Publié le 12.12.2012 par Bernadette Gilbertas - Voir les commentaires

Extrait du livre « Haidar El Ali, itinéraire d’un écologiste au Sénégal » Bernadette Gilbertas, éditions Terre Vivante

« La forêt a-t-elle autrefois couvert tout le Sénégal ? »

Écoute : dans les années 50, mes parents, revenant de Dakar, s’en allaient à Louga (Louga est à 200 kilomètres au nord de Dakar). Ils roulaient sur une piste étroite, au milieu de la forêt, quand ils ont tamponné une panthère. Ils n’osaient pas la dépasser, tant la forêt en plein jour était sombre.

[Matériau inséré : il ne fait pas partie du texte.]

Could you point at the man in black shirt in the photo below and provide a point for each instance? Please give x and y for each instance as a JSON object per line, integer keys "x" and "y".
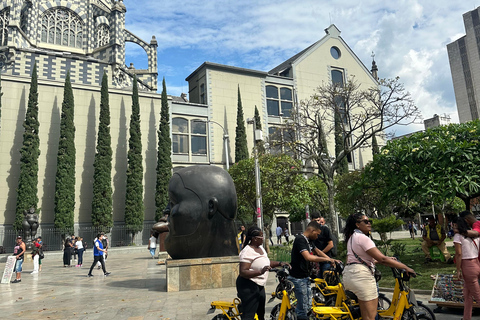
{"x": 324, "y": 243}
{"x": 302, "y": 253}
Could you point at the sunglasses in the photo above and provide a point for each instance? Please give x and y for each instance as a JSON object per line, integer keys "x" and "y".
{"x": 366, "y": 221}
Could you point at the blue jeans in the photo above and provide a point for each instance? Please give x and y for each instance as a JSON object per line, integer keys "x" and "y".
{"x": 303, "y": 293}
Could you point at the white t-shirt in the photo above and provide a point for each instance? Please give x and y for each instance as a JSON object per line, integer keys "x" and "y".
{"x": 79, "y": 244}
{"x": 258, "y": 261}
{"x": 469, "y": 250}
{"x": 360, "y": 243}
{"x": 153, "y": 242}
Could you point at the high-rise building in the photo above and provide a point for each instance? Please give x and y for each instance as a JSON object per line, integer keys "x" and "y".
{"x": 464, "y": 57}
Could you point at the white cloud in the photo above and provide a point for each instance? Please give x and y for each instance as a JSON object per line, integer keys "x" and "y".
{"x": 409, "y": 37}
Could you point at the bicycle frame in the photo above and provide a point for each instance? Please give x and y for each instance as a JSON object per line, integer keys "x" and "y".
{"x": 403, "y": 299}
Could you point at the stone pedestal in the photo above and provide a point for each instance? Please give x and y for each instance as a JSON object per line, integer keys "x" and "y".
{"x": 203, "y": 273}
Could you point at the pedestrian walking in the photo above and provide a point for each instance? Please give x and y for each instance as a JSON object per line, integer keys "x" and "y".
{"x": 67, "y": 252}
{"x": 19, "y": 251}
{"x": 36, "y": 256}
{"x": 80, "y": 249}
{"x": 152, "y": 245}
{"x": 98, "y": 252}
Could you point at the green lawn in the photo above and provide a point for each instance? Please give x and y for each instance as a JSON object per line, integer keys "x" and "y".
{"x": 413, "y": 257}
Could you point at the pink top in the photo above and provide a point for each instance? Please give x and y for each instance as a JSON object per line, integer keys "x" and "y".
{"x": 469, "y": 250}
{"x": 360, "y": 243}
{"x": 476, "y": 226}
{"x": 258, "y": 261}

En Europe, la conscience de la nécessité de protéger les forêts est arrivée à peu près en même temps que la technologie, si destructrice. Chez nous, la tronçonneuse est arrivée alors que la conscience n’était pas réveillée. La tronçonneuse a donc coupé les arbres à une vitesse « grand V », exploitant la ressource sans aucune gestion politique ou vision durable. D’un coup, c’était si facile d’accéder à la ressource, au bois, que les gens se sont mis à produire facilement le charbon, le bois de chauffe, le bois d’œuvre ou le djembé, par exemple.

« Avant les années 70, il y avait beaucoup de forêts ici ? »

Non, mais quand même, c’était boisé ; on trouvait encore beaucoup d’arbres au milieu de la savane, de grandes forêts sèches. » En effet, le nord et le centre du pays sont essentiellement couverts de savanes arbustives et arborées sur les zones bioclimatiques des domaines sahélien et soudanien. Les forêts claires et les reliques de forêts denses ne se rencontrent qu’au sud, en Casamance et à l’est. Elles concentrent, dans ces deux régions, 90 % du potentiel forestier.

Depuis que le prix du baril de pétrole n’a cessé d’augmenter, le Sénégal, plus encore que tous les autres pays de la sous-région (le Sénégal a le plus fort taux d’urbanisation dans la zone sahélienne), a connu une dégradation prononcée de ses ressources forestières, lesquelles constituent la principale source d’énergie encore accessible pour la majorité des populations.

Le Fonds des Nations unies pour l’alimentation (FAO) déclare que le Sénégal perd chaque année environ 45 000 hectares de forêt. La récession climatique, les feux de brousse et la compétition des terrains agricoles dominés, pendant les cinquante dernières années, par la culture de l’arachide, sont les causes principales du recul des formations forestières qui recouvrent encore 25 % du territoire sénégalais.

La pression exercée par l’exploitation forestière pour approvisionner en combustibles ligneux les agglomérations urbaines est de plus en plus reconnue comme la cause majeure de la disparition des forêts au Sénégal. Le charbon de bois représente près de 90 % de l’énergie domestique et plus de 48 % de l’énergie nationale. Malgré leur statut juridique caractérisé par la restriction réglementaire de leur usage, les forêts classées n’échappent pas au processus de dégradation des ressources. La réglementation est constamment violée par les populations confrontées souvent à des problèmes aigus de subsistance.

La « véritable banque verte » que fut la forêt sénégalaise est en train de perdre ses précieuses économies.